Research in the Kondziolka Radiosurgery Program
Douglas Kondziolka, MD, MS, together with investigators in radiation oncology, neuroradiology, pathology, and medical physics, studies imaging and clinical responses to stereotactic radiosurgery for a wide variety of clinical indications. A key focus of investigation is imaging-defined responses—anatomic, metabolic, and cellular—to targeted tumors, vascular malformations, and structures in functional disorders. We utilize radiomics techniques for both benign and malignant tumors. The program not only studies responses to care, but also natural history studies of benign tumors such as vestibular schwannomas and meningiomas to evaluate growth rates. Another key area of research interest is the common oncologic challenge of metastatic brain tumors.
Investigators in our program worked to develop one of the largest prospective registries for data collection. Used daily, the registry maintains key data on outcomes to facilitate research. We work with researchers in information sciences to develop predictive analytics and other software tools.
Artificial Intelligence Research
Eric K. Oermann, MD, and his colleagues study intelligence—what it is and how we can protect it as neurosurgeons and artificial intelligence (AI) researchers. This research requires us to build AI systems, and in doing so we focus on building solutions that also solve practical problems in medicine. Specific AI topics that are of interest to Dr. Oermann are data efficiency and k-shot learning, the generalizability of algorithms, and reinforcement learning. Dr. Oermann is also interested in the application of AI to solve problems in clinical neurosurgery and oncology.
Dr. Oermann’s research has a strong focus on biomedical imaging and working with both pathology and radiology data. Problems that he investigates include the classification and semantic segmentation of tumors and vascular lesions in medical imaging, and using radiomics to predict tissue type and gene expression directly from imaging data. Another area of investigation is questions of data efficiency for medical AI problems using both generative adversarial networks as well as transfer learning to learn from limited amounts of data. This line of applied research has focuses not only on developing these tools, but investigating novel methods of assessing them in clinical trials—using machine learning to run clinical trials for machine learning.

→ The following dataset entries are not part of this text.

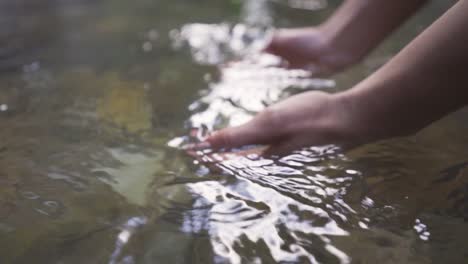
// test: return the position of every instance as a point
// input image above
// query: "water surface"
(96, 96)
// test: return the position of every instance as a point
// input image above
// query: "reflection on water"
(90, 102)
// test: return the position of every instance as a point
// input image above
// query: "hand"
(310, 49)
(311, 118)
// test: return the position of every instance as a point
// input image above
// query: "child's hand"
(312, 118)
(309, 49)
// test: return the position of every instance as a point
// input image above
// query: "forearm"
(358, 26)
(425, 81)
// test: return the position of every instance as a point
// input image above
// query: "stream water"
(96, 97)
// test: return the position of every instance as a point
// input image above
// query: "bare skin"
(345, 38)
(424, 82)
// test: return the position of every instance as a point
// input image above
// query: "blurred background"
(97, 96)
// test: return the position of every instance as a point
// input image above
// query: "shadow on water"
(92, 92)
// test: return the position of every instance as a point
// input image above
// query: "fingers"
(263, 129)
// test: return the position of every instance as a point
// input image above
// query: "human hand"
(310, 49)
(311, 118)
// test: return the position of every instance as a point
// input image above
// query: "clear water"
(96, 96)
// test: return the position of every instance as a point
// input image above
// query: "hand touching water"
(312, 118)
(309, 49)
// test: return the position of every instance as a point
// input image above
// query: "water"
(95, 104)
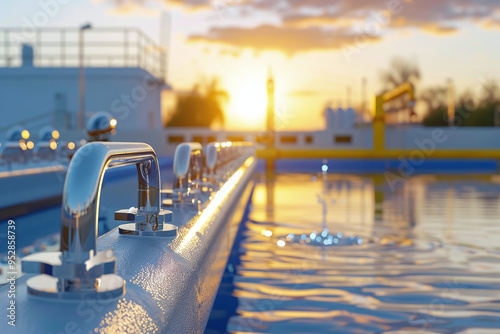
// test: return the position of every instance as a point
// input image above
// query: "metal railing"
(101, 47)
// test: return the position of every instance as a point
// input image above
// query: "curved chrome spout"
(187, 164)
(82, 191)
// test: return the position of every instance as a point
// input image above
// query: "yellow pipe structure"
(379, 151)
(379, 113)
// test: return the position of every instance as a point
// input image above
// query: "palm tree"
(401, 70)
(201, 107)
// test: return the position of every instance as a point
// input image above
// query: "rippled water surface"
(429, 261)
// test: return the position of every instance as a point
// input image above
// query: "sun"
(248, 105)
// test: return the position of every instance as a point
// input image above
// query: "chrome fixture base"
(168, 231)
(110, 287)
(146, 223)
(55, 269)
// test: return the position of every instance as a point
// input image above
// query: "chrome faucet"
(188, 165)
(78, 268)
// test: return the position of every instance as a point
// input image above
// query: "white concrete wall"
(129, 94)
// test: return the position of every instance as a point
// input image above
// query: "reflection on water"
(430, 261)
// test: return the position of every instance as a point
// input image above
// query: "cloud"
(308, 25)
(285, 39)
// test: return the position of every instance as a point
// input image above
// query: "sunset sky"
(316, 48)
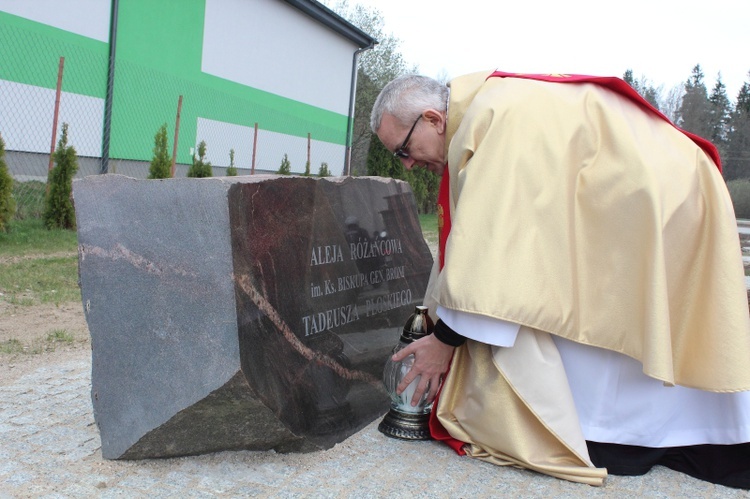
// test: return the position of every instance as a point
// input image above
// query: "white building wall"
(271, 46)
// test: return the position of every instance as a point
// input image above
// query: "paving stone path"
(49, 447)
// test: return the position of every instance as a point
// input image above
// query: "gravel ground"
(50, 448)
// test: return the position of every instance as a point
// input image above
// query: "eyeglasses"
(400, 152)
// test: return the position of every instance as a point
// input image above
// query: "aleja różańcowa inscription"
(379, 274)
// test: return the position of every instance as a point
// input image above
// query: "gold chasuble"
(576, 213)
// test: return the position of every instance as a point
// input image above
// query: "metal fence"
(65, 81)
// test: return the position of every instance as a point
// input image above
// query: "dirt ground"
(31, 326)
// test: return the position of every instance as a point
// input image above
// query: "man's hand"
(431, 360)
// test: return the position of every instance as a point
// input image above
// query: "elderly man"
(589, 287)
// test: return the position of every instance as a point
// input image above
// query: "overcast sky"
(659, 39)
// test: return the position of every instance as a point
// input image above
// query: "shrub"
(58, 205)
(200, 167)
(324, 171)
(7, 203)
(231, 170)
(161, 163)
(286, 166)
(739, 191)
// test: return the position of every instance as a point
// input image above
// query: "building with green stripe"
(264, 78)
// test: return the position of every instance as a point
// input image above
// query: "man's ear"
(435, 118)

Recent work by Dr. Oermann’s team has delved into basic mechanisms of machine learning and human learning. They have studied weakly supervised learning, and novel methods for improving optimization algorithms using momentum and contrastive learning. They have also investigated the relationship between weakly and strongly supervised computer vision models and ways of improving weakly supervised learning. As a means of simulating human learning, his team has begun to investigate the use of techniques from reservoir computing to model human intracranial electrophysiology data, and attempt to associate computer representation learning with human representation learning in the hopes of better understanding how the human brain encodes and accesses data.